Parmi les résultats généraux qui sortent de l’étude de l’histoire, il en est un fondamental au point de vue philosophique : c’est le fait du progrès incessant des sociétés humaines, progrès dans la science, progrès dans les conditions matérielles d’existence, progrès dans la moralité, tous trois corrélatifs. Si l’on compare la condition des masses, esclaves dans l’antiquité, serves dans le moyen âge, aujourd’hui livrées à leur propre liberté sous la seule condition d’un travail volontaire, on reconnaît là une évolution manifestement progressive. En s’attachant aux grandes périodes, on voit clairement que le rôle de l’erreur et de la méchanceté décroît à proportion que l’on s’avance dans l’histoire du monde. Les sociétés deviennent de plus en plus policées, et j’oserai dire de plus en plus vertueuses. La somme du bien va toujours en augmentant, et la somme du mal en diminuant, à mesure que la somme de vérité augmente et que l’ignorance diminue dans l’humanité. C’est ainsi que la notion du progrès s’est dégagée comme un résultat à posteriori des études historiques.
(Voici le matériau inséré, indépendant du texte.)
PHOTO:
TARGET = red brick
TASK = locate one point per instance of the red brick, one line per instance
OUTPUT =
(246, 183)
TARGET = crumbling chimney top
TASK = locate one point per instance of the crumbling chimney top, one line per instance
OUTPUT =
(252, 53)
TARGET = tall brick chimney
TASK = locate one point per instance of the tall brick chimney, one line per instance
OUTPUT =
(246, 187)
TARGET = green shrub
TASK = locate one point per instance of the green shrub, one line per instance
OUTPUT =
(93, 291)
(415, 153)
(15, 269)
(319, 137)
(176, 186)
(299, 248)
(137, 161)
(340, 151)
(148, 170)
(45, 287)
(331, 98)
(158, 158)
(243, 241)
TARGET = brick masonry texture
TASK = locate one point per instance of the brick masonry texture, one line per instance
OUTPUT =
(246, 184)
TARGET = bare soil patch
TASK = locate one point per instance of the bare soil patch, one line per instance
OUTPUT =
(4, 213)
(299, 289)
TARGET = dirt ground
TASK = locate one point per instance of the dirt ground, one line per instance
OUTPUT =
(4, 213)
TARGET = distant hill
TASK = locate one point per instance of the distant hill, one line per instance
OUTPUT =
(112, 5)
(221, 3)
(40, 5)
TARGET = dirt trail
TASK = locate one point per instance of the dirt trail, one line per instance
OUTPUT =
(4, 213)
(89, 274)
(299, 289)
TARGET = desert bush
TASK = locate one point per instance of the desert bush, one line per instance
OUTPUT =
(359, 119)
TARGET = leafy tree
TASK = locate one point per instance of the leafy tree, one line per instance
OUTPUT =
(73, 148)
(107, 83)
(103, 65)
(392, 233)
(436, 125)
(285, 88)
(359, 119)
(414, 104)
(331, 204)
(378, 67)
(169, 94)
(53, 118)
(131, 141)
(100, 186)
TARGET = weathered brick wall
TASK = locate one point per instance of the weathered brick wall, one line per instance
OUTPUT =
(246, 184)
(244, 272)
Enfin au sommet de la pyramide scientifique viennent se placer les grands sentimens moraux de l’humanité, c’est-à-dire le sentiment du beau, celui du vrai et celui du bien, dont l’ensemble constitue pour nous l’idéal. Ces sentimens sont des faits révélés par l’étude de la nature humaine : derrière le vrai, le beau, le bien, l’humanité a toujours senti, sans la connaître, qu’il existe une réalité souveraine dans laquelle réside cet idéal, c’est-à-dire Dieu, le centre et l’unité mystérieuse et inaccessible vers laquelle converge l’ordre universel. Le sentiment seul peut nous y conduire ; ses aspirations sont légitimes, pourvu qu’il ne sorte pas de son domaine avec la prétention de se traduire par des énoncés dogmatiques et à priori dans la région des faits positifs.